Le corolaire étant qu’au final, on peut se demander si Freak Genes possède une réelle identité puisqu’il s’auto-condamne à systématiquement aller voir ailleurs. Alors oui aussi, les mues successives ont beau être perceptibles, il n’en reste pas moins qu’on identifie aisément une patte : dans les mélodies tordues, dans l’immédiateté, l’urgence et la grande bizarrerie inondée d’idées noires. Finalement, depuis 2017, le groupe manipule un genre de cambouis qui renferme pas mal d’amertume. C’est poisseux et ça colle aux doigts, ça s’insinue sous les ongles et dans les jointures et des litres et des litres de gel hydroalcoolique n’en viendront jamais à bout.
Au début, l’urgence parvenait encore à dissimuler ce côté ombrageux mais les claviers d’aujourd’hui, même s’ils essaient d’être guillerets, sonnent invariablement tristes. Idem du côté des guitares ténues ou du tatapoum souffreteux, c’est souvent attiré par le parterre et comme l’ensemble « was recorded in bedrooms and borrowed spaces from 2018 to 2020« , le son volontiers approximatif en exacerbe le spleen.
Pour le reste, Freak Genes garde intacte sa grande étrangeté, ses fulgurances mélodiques et Power Station arbore des airs de classique déglingué. Dès l’introductif Followed It Down, le ton est donné : post-punk et claviers partout, mélodie irrésistible et son dégueulasse. Hop, embrigadement immédiat des neurones. La suite est du même acabit et louvoie entre morceaux nerveux (Something Else, l’éponyme ou encore Chat plus loin), crève-cœurs étranges et très synthétiques (le merveilleux You’re Taking Me Over, l’halluciné Children’s Song), trucs vaguement funky mais vraiment atomisés (Let’s Get To Work ou Noise Floor) et j’en passe. C’est tout le temps surprenant, occasionnellement navrant mais systématiquement prenant.

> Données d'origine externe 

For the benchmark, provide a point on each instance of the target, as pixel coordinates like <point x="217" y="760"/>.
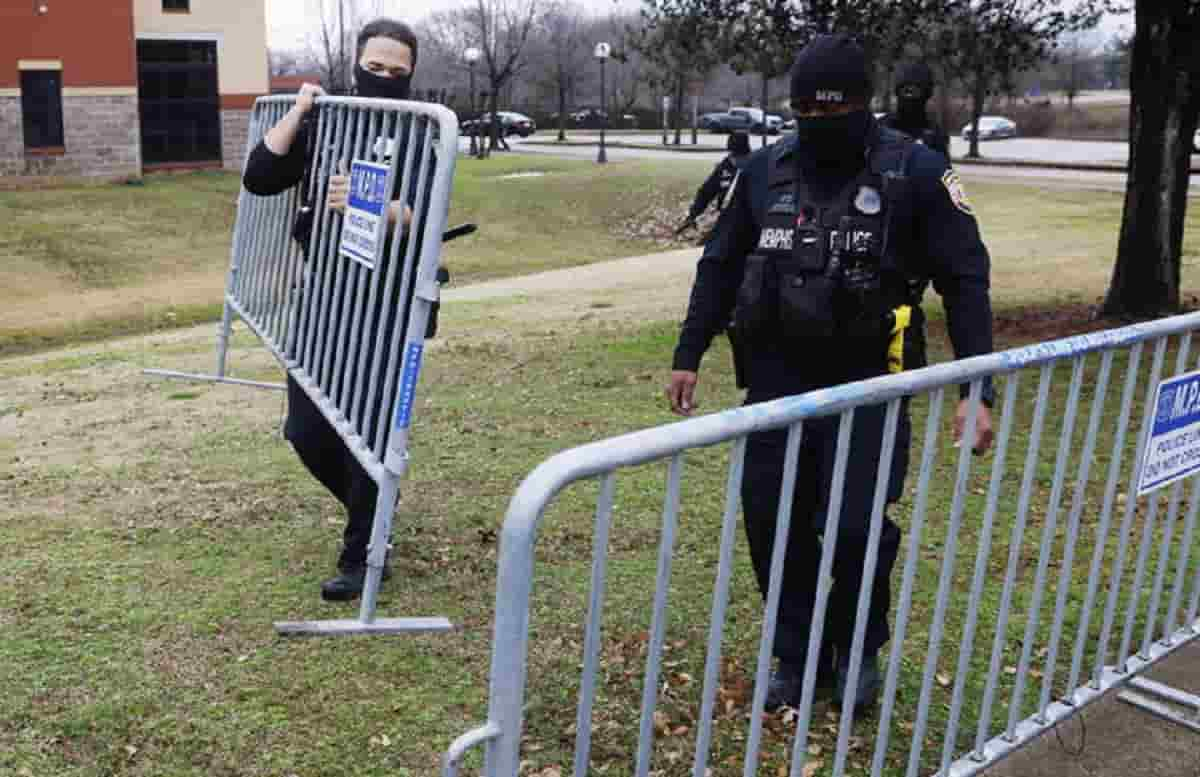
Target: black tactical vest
<point x="829" y="267"/>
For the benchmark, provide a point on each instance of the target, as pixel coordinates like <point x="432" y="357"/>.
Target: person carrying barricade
<point x="821" y="257"/>
<point x="387" y="56"/>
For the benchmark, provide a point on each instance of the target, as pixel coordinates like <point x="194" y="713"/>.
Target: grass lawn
<point x="160" y="529"/>
<point x="94" y="261"/>
<point x="157" y="530"/>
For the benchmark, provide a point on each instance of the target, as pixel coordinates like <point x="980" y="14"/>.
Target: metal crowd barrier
<point x="348" y="320"/>
<point x="1059" y="606"/>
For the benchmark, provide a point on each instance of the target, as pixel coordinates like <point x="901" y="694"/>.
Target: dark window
<point x="41" y="106"/>
<point x="179" y="101"/>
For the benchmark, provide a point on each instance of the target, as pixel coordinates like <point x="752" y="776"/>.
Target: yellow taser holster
<point x="901" y="318"/>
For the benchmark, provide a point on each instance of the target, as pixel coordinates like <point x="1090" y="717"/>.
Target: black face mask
<point x="833" y="139"/>
<point x="911" y="109"/>
<point x="367" y="84"/>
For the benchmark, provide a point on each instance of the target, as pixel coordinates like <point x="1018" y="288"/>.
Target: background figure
<point x="720" y="180"/>
<point x="387" y="55"/>
<point x="915" y="86"/>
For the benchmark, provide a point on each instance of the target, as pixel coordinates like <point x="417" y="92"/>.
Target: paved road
<point x="1030" y="149"/>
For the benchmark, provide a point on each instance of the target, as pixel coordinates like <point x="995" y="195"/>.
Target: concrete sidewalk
<point x="1113" y="739"/>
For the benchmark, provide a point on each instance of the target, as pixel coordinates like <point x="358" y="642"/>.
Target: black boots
<point x="347" y="585"/>
<point x="787" y="684"/>
<point x="870" y="679"/>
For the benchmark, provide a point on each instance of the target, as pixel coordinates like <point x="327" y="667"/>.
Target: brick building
<point x="108" y="89"/>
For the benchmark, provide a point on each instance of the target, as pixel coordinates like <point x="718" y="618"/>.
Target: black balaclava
<point x="832" y="70"/>
<point x="915" y="86"/>
<point x="367" y="84"/>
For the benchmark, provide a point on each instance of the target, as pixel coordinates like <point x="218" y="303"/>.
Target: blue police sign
<point x="366" y="220"/>
<point x="1173" y="451"/>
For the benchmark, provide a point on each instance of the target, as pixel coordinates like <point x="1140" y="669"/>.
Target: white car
<point x="991" y="127"/>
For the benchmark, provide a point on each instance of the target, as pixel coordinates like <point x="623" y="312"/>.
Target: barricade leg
<point x="1162" y="700"/>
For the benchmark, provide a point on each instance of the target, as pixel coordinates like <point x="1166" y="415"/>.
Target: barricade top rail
<point x="658" y="443"/>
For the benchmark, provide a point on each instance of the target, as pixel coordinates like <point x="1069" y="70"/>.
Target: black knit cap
<point x="831" y="70"/>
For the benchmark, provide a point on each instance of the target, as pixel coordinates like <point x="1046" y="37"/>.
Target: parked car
<point x="991" y="128"/>
<point x="511" y="124"/>
<point x="742" y="120"/>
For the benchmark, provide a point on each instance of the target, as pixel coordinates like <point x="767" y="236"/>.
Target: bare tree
<point x="334" y="42"/>
<point x="502" y="30"/>
<point x="565" y="53"/>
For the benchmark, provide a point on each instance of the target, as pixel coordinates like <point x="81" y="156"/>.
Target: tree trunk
<point x="766" y="107"/>
<point x="562" y="110"/>
<point x="679" y="82"/>
<point x="1164" y="84"/>
<point x="977" y="98"/>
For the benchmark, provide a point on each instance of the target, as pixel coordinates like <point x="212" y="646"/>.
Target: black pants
<point x="324" y="453"/>
<point x="760" y="499"/>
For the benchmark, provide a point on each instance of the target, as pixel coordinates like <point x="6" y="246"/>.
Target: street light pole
<point x="472" y="56"/>
<point x="601" y="53"/>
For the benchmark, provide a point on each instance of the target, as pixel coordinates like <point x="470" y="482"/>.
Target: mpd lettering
<point x="775" y="239"/>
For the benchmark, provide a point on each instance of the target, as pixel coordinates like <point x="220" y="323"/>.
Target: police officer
<point x="915" y="86"/>
<point x="717" y="186"/>
<point x="821" y="257"/>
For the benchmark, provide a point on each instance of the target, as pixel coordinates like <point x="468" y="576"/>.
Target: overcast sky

Et le tout est magnifié par cette presque non-production parfaite (Mikey Young s’il vous plaît) qui n’arrondit jamais les angles et laisse vivre le moindre accident. On a l’impression d’entendre les micro-processeurs et les ventilateurs bourdonner là, tout à côté de nous, les doigts glisser sur les cordes et les pains dégueuler de partout. Comme si les morceaux étaient en pleine construction, pas complètement achevés alors qu’en fait, si, ils le sont. Il n’y a strictement rien à ajouter, rien à dégrossir non plus. Ils existent ainsi dans leur étrange imperfection. Plus que jamais fidèle au nom qu’il s’est choisi comme totem, le duo exacerbe son goût immodéré pour le bizarre et sculpte un album racé comme l’étaient déjà les trois précédents.
Disque pop-corn torréfié au miel amer, Power Station sonne comme un genre de Devo dépressif sans jamais apparaître comme un exercice de style. Freak Genes n’applique pas une recette mais creuse ses obsessions et les encapsule dans de très bons morceaux de pop tordue.
Cette fois-ci parue chez l’excellentissime Feel It Records (les deux précédents arboraient le logo du tout aussi excellent Drunken Sailor Records et le premier, celui d’Alien Snatch!), jetez-vous sur l’irrésistible pochette qui, une fois n’est pas coutume, dit tout : les gros pixels colorés et les circuits imprimés foutraques de Freak Genes ne pouvaient se détacher que d’un fond noir.